How To Find the Best Bank For You


Finding the right bank is tough. With so many choices, the prospect of trusting a new financial institution with your money may seem a little daunting. Since the type of bank you choose depends on your financial goals, it is essential to understand what you want from a bank.

Take a drive into town, and you’ll see that there is a bank on almost every street corner. Credit unions, national banks, and small, local banks are likely all present where you live. But which one is best? We’ll guide you through your choice, below.


Types of Banks


Everyone is familiar with Wells Fargo or Bank of America, but there are also smaller banks that exclusively service a regional, or even local, area. Credit Unions also function as banks but are not-for-profit. Let’s take a closer look at the differences between each.


National Banks


One of the most important aspects of having an account with a large, national bank like Citibank is convenience. You’ll never have to worry about locating a branch or ATM with these banks because they are pretty much everywhere.

You can get loans, mortgages, savings accounts, lines of credit, and even life insurance through national banks. These banks also have efficient online service, allowing you to do all your banking through your phone.

Like any large entity, customer service can leave much to be desired. Bank tellers will likely not remember your name when you go to a branch. Also, you aren’t going to earn much in the way of interest with your deposits. But if you’re looking for straightforward, no-fuss banking, then national banks are your best bet.


Local Banks


Your neighborhood bank might be a good option for you if you want to have a closer relationship with your bank. Typically, these banks will not have many branches. Therefore, customer service is a priority as these banks know they have to set themselves apart from the large banks to survive.

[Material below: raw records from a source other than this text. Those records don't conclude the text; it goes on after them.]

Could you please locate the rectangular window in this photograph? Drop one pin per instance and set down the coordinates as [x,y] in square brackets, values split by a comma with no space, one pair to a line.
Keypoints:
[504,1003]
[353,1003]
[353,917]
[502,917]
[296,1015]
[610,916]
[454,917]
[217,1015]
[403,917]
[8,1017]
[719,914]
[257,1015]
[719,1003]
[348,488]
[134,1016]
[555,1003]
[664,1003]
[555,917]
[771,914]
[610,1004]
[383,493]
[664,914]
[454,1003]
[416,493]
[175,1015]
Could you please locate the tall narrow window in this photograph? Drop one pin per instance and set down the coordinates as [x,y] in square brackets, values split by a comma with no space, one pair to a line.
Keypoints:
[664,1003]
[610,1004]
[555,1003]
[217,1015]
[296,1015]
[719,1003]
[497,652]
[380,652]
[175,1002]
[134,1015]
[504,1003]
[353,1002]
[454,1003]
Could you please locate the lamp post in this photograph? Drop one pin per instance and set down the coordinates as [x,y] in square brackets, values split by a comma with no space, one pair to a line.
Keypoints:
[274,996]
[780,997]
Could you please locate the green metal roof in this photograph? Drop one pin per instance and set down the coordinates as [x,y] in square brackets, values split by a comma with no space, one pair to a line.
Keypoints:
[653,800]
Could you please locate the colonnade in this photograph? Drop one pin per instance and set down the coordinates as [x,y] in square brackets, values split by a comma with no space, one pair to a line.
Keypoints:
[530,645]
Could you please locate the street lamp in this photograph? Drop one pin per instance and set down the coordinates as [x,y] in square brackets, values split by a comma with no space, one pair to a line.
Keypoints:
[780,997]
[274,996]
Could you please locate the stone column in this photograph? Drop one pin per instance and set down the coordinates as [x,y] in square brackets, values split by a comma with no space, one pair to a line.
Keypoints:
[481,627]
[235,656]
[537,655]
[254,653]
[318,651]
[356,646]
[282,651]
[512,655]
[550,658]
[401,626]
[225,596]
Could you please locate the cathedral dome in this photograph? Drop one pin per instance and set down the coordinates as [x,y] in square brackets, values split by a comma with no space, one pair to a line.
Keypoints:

Although local banks are often not much more than one or two branches, the FDIC still insures them. The FDIC is a federal entity that protects all individual bank accounts up to $250,000. Thus, if you have money in a local bank, and it goes under, you won’t lose all your money.


Credit Unions


As mentioned above, credit unions are not-for-profit corporations. Credit unions exist to serve their local community, and will usually offer competitive rates on loans of all kinds. As well, credit unions pay out dividends to all their members, dispersing any profit amongst all their customers.

If you are looking for personalized attention from your bank, then a credit union might be your answer. They also offer a full range of services but suffer from drawbacks comparable to small banks. With few branches and limited ATM service, banking away from your local area could be problematic.

Banking is also increasingly digital. While credit unions offer excellent for customer service, they often lack a convenient digital presence. If you think you will do most of your banking online as opposed to in-person, then a credit union may not work for you.


Brokerage Firm


While not technically a bank, a brokerage firm offers financial products to those who want to invest their money. Stocks, mutual funds, bonds, index funds, and many other types of investments are on offer from a broker. Charles Schwab, Fidelity, and E-Trade are examples of some of the larger brokerage firms.

A brokerage firm is a middle-man. They make money when you use them to buy stocks or any other investment. Large brokerage firms offer multiple packages to all types of investors, big and small. You do not necessarily need thousands of dollars to invest with a brokerage firm, particularly digitally-focused firms such as E-Trade.


Related: Pros & Cons to Joint vs. Separate Bank Accounts



Bank Fees


When choosing between banks, one of the most important aspects to consider is the fees. Both banks and credit unions charge fees for their services. Credit unions will usually return those fees, to some extent, via dividends. All banking institutions require fees to make money. The most common fees include:
  • Checking account fee – the average checking account fee is $10/month, but many banks will waive this fee if you maintain a predetermined minimum balance.
  • Overdraft charge – banks currently charge around $35 if you withdraw more money than you have.
  • Minimum balance charge – typically no less than $500, keeping a minimum balance will help you avoid overdraft and checking account fees.
  • ATM fees – if you withdraw money from an ATM that does not recognize your bank, then expect to pay anywhere from $3 to $6 per withdrawal.
  • Foreign transaction fees – expect to pay around 3% on top of purchases you make out of the country with your debit card.

Banks claim to offer low fees, and many offer free checking accounts. Other fees may or may not apply to your financial situation, so be sure to consider which fees are relevant to your usage.


Determine Your Financial Goals


Establishing a purpose for your money is imperative before choosing a bank. If you are starting out and need a bank for direct deposit purposes, then a large national bank should suffice.

On the other hand, if you are more established and have a large chunk of money, then a brokerage firm might be more viable. A broker will be more knowledgeable and have more options for investing your money than a regular bank or credit union.

If you don’t like the notion of a large bank and don’t have a sum of money to invest, then a credit union is a good option. Personal and cost-effective, you can open an account at a credit union for a low rate. You may even get a dividend at the end of the year.

While most banks, brokers, and credit unions are relatively safe, making the right choice can save you money over time. Understanding what type of transactions you’ll be making will help you choose which type of financial institution works best for you.